Юозаса, бывшего подмастерья Банквечера, наверно, семья, дети…

– Говоришь, человек – не зверюга. Говоришь, у этого подмастерья семья, дети, – повторила она вслед за ним и, словно священнодействуя, распластала над хилым, заточенным в лампу огоньком свои длинные, сухие руки со скрюченными, как гороховые стручки, пальцами. – Но нет, Иаков, зверюги страшней, чем человек, когда он зверюга, и глупо сидеть и ждать, пока придут и начнут тебя рвать на части. По-моему, лучше всего податься туда, где нас никто не знает.

– Куда? – спросил он для приличия. Данута-Гадасса не терпела молчунов и обижалась, когда ей отвечали высокомерным и равнодушным молчанием.

– В Белоруссию, где и люди добрее, и леса погуще.

– Но ведь и там немцы. Стоит ли, мама, бежать от беды к беде?

– Тогда через Белоруссию в Россию. В российских далях легче затеряться. В ту, первую с немцами войну нищих и бродяг там не трогали. Те, кто подавал милостыню, не требовал паспорта от тех, кто ее вымаливал, не спрашивал, поляк ли под окнами, свой ли, русский, на крыльце, еврей ли у калитки.

– Причем тут нищие и бродяги?

– Может, говорю, бросить к чертовой матери эту Литву, это кладбище и отправиться с сумой по миру? Я когда-то замечательно изображала незрячую, не подкачаю и сейчас, тем более что я уже слепну, а ты будешь моим сыном-поводырем. Будем ходить от одного городка к другому, от дома к дому и на понятном каждому языке говорить: подайте Христа ради. И подадут, обязательно подадут. Кого-кого, а слепых и юродивых в России всегда жалели… Неплохо придумала, правда?

– Придумала ты неплохо. Но сейчас не те времена, – вставил Иаков и негромко зевнул.

– Что значит “не те”?

– Сейчас – волчьи. И в Литве, и в России. Повсюду.

– А ты что думаешь – при царе, в моей молодости, они были овечьи? У каждого времени свои клыки, как у той овчарки из гомельской подворотни. Но нечего сваливать на времена, не они на нас охотятся, и не они нас преследуют из-за того, что им наши носы не по нраву, а люди…

– В поводыри я, мам, все равно не гожусь. Посмотри на меня: косая сажень в плечах, руки, как кувалды, во всю щеку румянец…

– Ничего. Отрастишь себе бороду, одну – “покалеченную” – руку бинтами перевяжешь, в другую я впрягусь, понемногу научишься, как припадочный, подергивать головой, и из тебя, ручаюсь, получится преотличный нищий.

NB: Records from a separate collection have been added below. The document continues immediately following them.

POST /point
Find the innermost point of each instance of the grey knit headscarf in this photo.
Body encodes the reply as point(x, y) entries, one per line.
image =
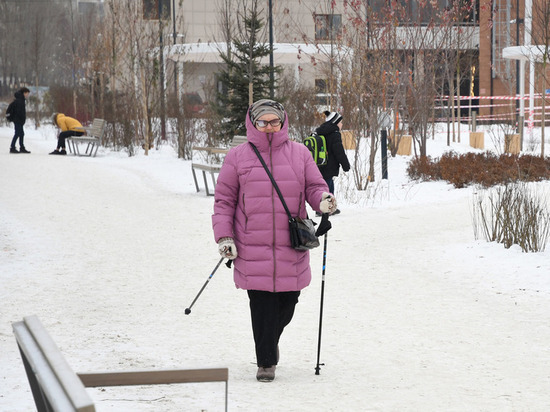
point(266, 106)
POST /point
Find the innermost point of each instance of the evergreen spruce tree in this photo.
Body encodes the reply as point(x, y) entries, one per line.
point(242, 68)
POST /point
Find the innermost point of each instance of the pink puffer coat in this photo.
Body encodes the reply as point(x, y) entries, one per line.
point(248, 209)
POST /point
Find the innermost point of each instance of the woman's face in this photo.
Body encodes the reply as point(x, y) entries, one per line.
point(268, 123)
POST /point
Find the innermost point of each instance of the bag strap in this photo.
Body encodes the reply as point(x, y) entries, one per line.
point(272, 180)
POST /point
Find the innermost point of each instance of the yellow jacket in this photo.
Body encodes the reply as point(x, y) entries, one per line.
point(68, 123)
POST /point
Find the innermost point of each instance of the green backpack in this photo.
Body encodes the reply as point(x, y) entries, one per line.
point(317, 145)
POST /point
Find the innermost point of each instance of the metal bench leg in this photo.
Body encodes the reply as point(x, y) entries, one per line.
point(213, 182)
point(205, 183)
point(195, 179)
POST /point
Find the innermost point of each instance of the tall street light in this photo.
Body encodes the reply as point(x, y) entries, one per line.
point(271, 75)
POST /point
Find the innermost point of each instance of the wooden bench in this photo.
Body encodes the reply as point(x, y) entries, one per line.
point(55, 387)
point(92, 139)
point(212, 168)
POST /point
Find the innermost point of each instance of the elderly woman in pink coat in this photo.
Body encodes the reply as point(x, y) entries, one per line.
point(251, 226)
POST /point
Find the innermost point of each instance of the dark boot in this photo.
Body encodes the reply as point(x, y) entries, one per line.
point(266, 374)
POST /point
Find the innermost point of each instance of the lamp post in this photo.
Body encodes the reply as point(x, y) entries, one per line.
point(271, 70)
point(161, 69)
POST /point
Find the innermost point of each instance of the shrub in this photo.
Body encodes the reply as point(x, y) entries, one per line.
point(512, 214)
point(485, 169)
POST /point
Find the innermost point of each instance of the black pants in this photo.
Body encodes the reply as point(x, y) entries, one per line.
point(63, 135)
point(19, 134)
point(270, 312)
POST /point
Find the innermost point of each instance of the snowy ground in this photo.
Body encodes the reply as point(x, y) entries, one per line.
point(419, 316)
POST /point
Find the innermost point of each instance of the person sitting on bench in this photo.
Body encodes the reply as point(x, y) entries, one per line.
point(69, 127)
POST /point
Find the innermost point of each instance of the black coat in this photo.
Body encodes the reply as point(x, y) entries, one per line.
point(19, 111)
point(336, 153)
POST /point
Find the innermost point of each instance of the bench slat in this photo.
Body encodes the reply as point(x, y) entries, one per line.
point(60, 384)
point(153, 377)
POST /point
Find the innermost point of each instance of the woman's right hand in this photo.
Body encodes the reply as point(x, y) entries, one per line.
point(227, 248)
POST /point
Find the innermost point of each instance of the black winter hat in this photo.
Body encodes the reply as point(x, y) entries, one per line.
point(333, 117)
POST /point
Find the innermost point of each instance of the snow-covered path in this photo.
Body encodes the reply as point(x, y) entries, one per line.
point(108, 252)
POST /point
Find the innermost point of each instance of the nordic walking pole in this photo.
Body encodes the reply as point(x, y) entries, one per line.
point(324, 226)
point(188, 310)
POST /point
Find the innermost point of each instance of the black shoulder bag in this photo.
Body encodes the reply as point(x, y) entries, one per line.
point(302, 231)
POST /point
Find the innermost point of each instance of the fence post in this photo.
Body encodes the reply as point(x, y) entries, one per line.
point(384, 138)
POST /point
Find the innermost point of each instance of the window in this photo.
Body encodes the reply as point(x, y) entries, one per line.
point(151, 9)
point(328, 26)
point(322, 94)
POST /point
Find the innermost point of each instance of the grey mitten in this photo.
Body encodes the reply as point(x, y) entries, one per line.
point(227, 248)
point(328, 203)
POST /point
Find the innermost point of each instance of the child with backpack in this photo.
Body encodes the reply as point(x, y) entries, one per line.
point(332, 156)
point(17, 113)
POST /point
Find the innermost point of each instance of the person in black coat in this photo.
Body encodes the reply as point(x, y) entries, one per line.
point(18, 117)
point(336, 154)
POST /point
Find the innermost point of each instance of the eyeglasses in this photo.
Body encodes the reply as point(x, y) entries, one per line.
point(264, 123)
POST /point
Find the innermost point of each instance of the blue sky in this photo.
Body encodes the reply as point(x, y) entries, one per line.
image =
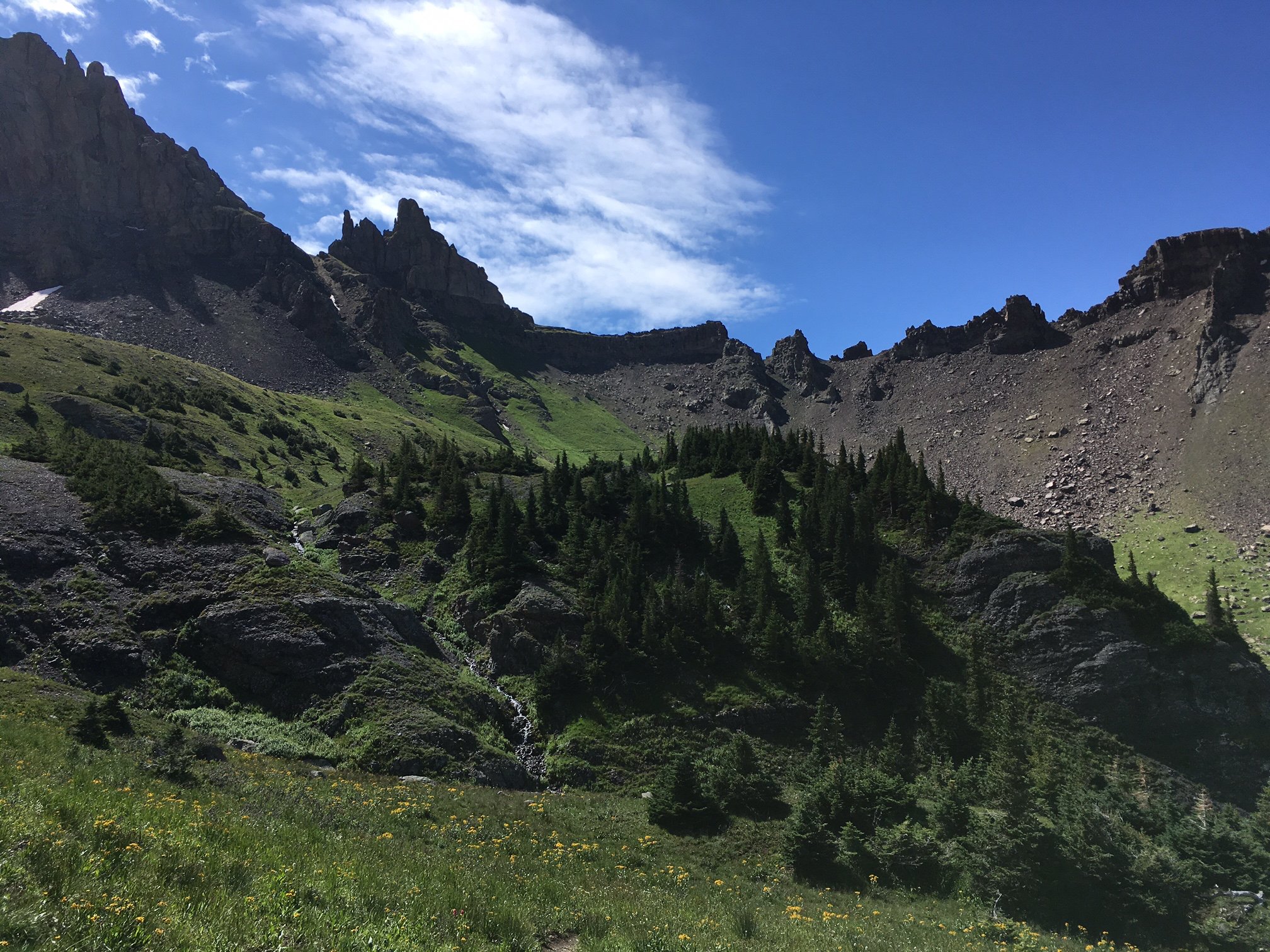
point(844, 168)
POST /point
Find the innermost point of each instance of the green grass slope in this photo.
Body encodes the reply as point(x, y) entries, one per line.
point(256, 853)
point(227, 438)
point(1182, 560)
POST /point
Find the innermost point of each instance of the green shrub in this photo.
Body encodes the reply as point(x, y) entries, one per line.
point(276, 738)
point(113, 479)
point(217, 524)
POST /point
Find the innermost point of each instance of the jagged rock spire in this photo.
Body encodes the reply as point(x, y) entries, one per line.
point(412, 257)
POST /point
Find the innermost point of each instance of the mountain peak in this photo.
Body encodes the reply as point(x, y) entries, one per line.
point(86, 183)
point(412, 257)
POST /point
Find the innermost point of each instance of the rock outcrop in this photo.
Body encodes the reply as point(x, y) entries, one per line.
point(576, 351)
point(1017, 328)
point(84, 181)
point(413, 258)
point(796, 366)
point(1201, 708)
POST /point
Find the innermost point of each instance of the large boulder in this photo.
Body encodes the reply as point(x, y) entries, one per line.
point(1202, 710)
point(282, 657)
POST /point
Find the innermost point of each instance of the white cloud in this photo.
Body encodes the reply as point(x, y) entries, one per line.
point(145, 37)
point(598, 188)
point(50, 9)
point(171, 11)
point(132, 86)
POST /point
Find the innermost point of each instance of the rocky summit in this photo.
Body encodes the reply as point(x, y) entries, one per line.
point(307, 560)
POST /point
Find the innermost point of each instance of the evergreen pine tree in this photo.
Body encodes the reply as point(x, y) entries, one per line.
point(88, 729)
point(728, 557)
point(1215, 612)
point(115, 719)
point(678, 803)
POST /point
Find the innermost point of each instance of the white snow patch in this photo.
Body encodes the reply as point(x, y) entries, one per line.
point(28, 303)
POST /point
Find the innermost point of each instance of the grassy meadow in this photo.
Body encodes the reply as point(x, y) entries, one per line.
point(97, 852)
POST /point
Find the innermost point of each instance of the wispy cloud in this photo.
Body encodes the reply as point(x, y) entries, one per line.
point(132, 86)
point(600, 195)
point(210, 37)
point(144, 37)
point(50, 9)
point(171, 11)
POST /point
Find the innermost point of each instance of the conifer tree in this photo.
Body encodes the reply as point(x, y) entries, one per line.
point(1215, 612)
point(88, 729)
point(678, 802)
point(728, 557)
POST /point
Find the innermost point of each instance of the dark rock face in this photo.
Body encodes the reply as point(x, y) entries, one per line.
point(283, 659)
point(1204, 710)
point(98, 419)
point(412, 257)
point(576, 351)
point(1180, 266)
point(518, 637)
point(856, 352)
point(794, 365)
point(84, 179)
point(1017, 328)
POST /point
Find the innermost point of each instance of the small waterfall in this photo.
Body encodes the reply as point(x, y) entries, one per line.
point(527, 752)
point(295, 533)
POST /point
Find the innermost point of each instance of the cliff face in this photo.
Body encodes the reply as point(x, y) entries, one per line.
point(86, 181)
point(413, 258)
point(1017, 328)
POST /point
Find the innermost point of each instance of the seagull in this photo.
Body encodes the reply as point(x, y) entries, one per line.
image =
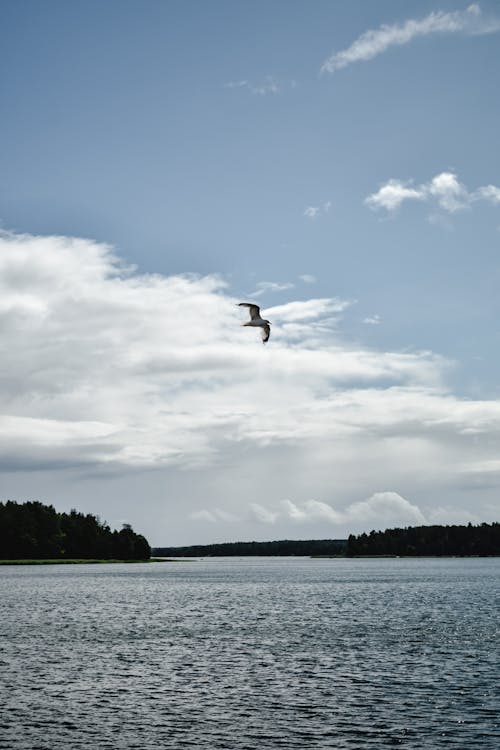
point(256, 320)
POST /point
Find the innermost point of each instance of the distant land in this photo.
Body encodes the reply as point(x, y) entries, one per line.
point(284, 547)
point(416, 541)
point(34, 531)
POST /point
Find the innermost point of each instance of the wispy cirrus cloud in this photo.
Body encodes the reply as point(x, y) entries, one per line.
point(314, 212)
point(268, 86)
point(444, 190)
point(271, 286)
point(374, 42)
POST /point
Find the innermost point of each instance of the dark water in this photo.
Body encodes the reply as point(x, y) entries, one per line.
point(262, 653)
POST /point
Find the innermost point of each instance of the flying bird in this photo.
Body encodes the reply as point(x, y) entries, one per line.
point(256, 321)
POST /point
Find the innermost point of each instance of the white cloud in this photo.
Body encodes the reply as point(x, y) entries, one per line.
point(392, 194)
point(383, 508)
point(264, 515)
point(271, 286)
point(106, 370)
point(374, 42)
point(308, 309)
point(268, 86)
point(443, 190)
point(313, 212)
point(372, 320)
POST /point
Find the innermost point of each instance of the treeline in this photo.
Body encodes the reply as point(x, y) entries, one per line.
point(467, 540)
point(284, 547)
point(33, 530)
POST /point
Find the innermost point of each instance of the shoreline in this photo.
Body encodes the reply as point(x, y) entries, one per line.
point(80, 561)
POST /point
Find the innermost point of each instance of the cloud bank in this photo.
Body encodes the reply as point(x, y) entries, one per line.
point(105, 369)
point(444, 191)
point(375, 42)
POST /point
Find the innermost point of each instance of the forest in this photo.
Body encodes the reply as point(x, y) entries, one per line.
point(481, 540)
point(33, 530)
point(282, 547)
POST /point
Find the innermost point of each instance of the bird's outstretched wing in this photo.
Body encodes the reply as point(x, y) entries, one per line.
point(254, 310)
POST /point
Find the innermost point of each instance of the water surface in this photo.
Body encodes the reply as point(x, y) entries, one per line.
point(251, 653)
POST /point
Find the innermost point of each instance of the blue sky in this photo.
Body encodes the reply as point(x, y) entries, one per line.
point(338, 154)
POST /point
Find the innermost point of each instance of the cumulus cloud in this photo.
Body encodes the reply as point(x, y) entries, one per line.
point(381, 510)
point(271, 286)
point(268, 86)
point(105, 369)
point(374, 42)
point(372, 320)
point(444, 191)
point(313, 212)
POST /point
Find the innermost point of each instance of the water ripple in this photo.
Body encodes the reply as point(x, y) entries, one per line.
point(247, 654)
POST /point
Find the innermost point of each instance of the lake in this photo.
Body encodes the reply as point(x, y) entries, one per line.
point(251, 653)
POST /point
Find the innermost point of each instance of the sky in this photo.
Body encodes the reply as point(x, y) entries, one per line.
point(335, 162)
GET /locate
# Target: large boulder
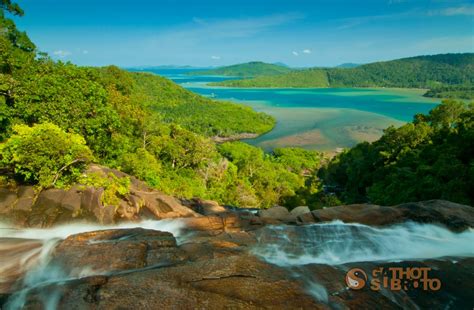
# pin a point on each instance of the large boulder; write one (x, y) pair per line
(299, 211)
(274, 215)
(119, 249)
(455, 216)
(24, 206)
(204, 207)
(228, 222)
(236, 282)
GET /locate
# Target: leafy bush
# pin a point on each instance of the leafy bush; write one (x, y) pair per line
(45, 154)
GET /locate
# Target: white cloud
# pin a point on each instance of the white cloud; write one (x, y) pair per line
(61, 53)
(454, 11)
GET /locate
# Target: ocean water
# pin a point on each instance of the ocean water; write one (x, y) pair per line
(320, 119)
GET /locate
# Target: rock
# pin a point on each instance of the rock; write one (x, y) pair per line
(235, 282)
(7, 199)
(47, 209)
(16, 257)
(26, 198)
(222, 223)
(455, 216)
(117, 250)
(72, 201)
(91, 202)
(23, 206)
(276, 213)
(205, 207)
(162, 206)
(299, 211)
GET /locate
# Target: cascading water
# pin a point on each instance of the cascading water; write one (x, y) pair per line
(338, 243)
(297, 248)
(25, 254)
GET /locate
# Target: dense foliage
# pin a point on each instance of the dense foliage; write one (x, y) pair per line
(56, 116)
(250, 69)
(426, 159)
(452, 91)
(44, 154)
(438, 72)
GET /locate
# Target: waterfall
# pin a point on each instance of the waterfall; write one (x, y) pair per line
(337, 243)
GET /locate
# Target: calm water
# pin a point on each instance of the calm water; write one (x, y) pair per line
(321, 119)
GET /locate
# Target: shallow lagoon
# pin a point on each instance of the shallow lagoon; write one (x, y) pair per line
(320, 119)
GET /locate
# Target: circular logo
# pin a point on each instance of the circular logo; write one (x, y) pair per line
(356, 278)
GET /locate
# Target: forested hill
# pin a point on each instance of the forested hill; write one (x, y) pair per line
(433, 72)
(250, 69)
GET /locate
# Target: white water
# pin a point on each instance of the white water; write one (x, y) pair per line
(338, 243)
(334, 243)
(27, 252)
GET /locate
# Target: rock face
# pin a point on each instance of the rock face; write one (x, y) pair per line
(121, 249)
(146, 269)
(215, 264)
(455, 216)
(23, 206)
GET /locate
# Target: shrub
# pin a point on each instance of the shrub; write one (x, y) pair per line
(45, 155)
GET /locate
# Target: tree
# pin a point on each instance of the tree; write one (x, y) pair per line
(45, 155)
(13, 8)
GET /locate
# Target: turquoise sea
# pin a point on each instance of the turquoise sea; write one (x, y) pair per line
(321, 119)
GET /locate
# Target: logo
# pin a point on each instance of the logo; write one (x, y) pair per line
(394, 279)
(356, 278)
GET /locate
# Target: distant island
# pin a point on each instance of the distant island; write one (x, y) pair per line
(445, 75)
(250, 69)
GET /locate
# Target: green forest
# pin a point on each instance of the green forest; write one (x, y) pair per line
(432, 157)
(446, 75)
(56, 118)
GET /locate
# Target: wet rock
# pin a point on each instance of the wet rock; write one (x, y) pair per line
(8, 197)
(275, 213)
(455, 216)
(162, 206)
(115, 250)
(236, 282)
(205, 207)
(225, 222)
(26, 198)
(299, 211)
(16, 257)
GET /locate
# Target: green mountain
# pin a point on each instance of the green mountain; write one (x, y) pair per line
(250, 69)
(445, 70)
(56, 118)
(348, 65)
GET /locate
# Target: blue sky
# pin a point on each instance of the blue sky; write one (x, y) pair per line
(213, 33)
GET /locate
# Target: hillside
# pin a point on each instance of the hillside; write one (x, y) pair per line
(250, 69)
(57, 118)
(415, 72)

Его не удивляли сумасбродные затеи и предложения матери. Он давно свыкся с ее выдумками и склонностями вживаться в многочисленные и разнообразные роли, которые она исполняла с громадным удовольствием и редкостным, видно, врожденным талантом. Данута-Гадасса жила не в

Литве, не в Белоруссии, не в России, а в каком-то особом, созданном ее фантазией мире между безутешной правдой и утешительным, возвышающим душу вымыслом, между неприглядной действительностью и искрометным лицедейством, которое вошло в ее плоть и кровь и придавало ей силы в самых трудных житейских обстоятельствах.